In 1991, the second Veterans Administration vasodilator trial, V-HeFT II, reported the comparison of combination hydralazine and ISDN and enalapril in 804 men who were predominantly in NYHA class II and III.18 After two years, the mortality in the enalapril group was 18% and in the hydralazine/ISDN group, 25%. Enalapril reduced mortality an additional 28%, which was due almost entirely to the prevention of sudden death in the less severe classes of heart failure (NYHA I and II). The combination of hydralazine and ISDN improved ejection fraction and peak oxygen consumption more than enalapril. The mortality of both groups was more than 40% at four years of treatment. Enalapril conferred a greater survival advantage than hydralazine and ISDN; both regimens delayed but did not prevent death due to heart failure.
Since heart failure is so common and costly, it was postulated by the SOLVD (Studies of Left Ventricular Dysfunction) investigators that even a moderately effective agent might have a large impact on mortality and the rate of hospitalization.

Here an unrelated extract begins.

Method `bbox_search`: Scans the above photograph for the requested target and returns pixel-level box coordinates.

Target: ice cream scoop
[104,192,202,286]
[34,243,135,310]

In the first trial, these investigators randomized 2569 symptomatic patients with ejection fraction no higher than 0.35 (NYHA II-III) to enalapril or placebo19 and followed them for a mean of 41 months. The dose ranged from 2.5-20 mg. They found a 16% mortality reduction and 26% reduction in the end point, death or hospitalization. Most of the mortality reduction was due to lack of progression of heart failure. In a second study, the SOLVD investigators randomized 2117 asymptomatic patients with reduced ejection fraction, less than or equal to 0.35, to the same treatments, enalapril or placebo.20 After a mean of 37 months, there was a trend toward mortality reduction for the enalapril group, but it was not significant. Enalapril did reduce the end points, death or development of overt heart failure, by 29% and death or hospitalization for heart failure by 20%.
The most common initial insult leading to CHF is AMI. Since enalapril clearly offered survival benefits and improved left ventricular dysfunction in chronic heart failure, it and other ACEIs may reduce the mortality and impede the adverse effects of remodeling that occurs after myocardial infarction. Several trials confirmed that mortality is decreased when an ACEI is begun as little as three days after myocardial infarction in patients with or without symptoms.21,22 Two "mega trials", GISSI-3 and ISIS-4, have shown that lisinopril and captopril, respectively, started within 24 hours of AMI, will show significant mortality reduction at six weeks.23,24 It is important to note that the mortality benefits seen in all of the above trials were obtained at certain target doses given in Table 4. The mortality benefit of lower doses is uncertain.
Initiation of ACEI therapy with the lowest doses provides the greatest safety. Particular caution is needed in the presence of hyponatremia that suggests a highly stimulated renin-angiotensin system that is a poor prognostic sign in heart failure.25
In a recent study of 6800 patients, enalapril and other ACEIs demonstrated similar rates of adverse reaction.26 Adverse reactions included: hypotension (15%), fatigue (6%), cough (5%), azotemia (3.8%), hyperkalemia (1%), and angioedema (0.4%).
Patients who are hypotensive, hyperkalemic, in renal failure (creatine > 3.0), or who develop cough or angioedema should not receive ACEIs.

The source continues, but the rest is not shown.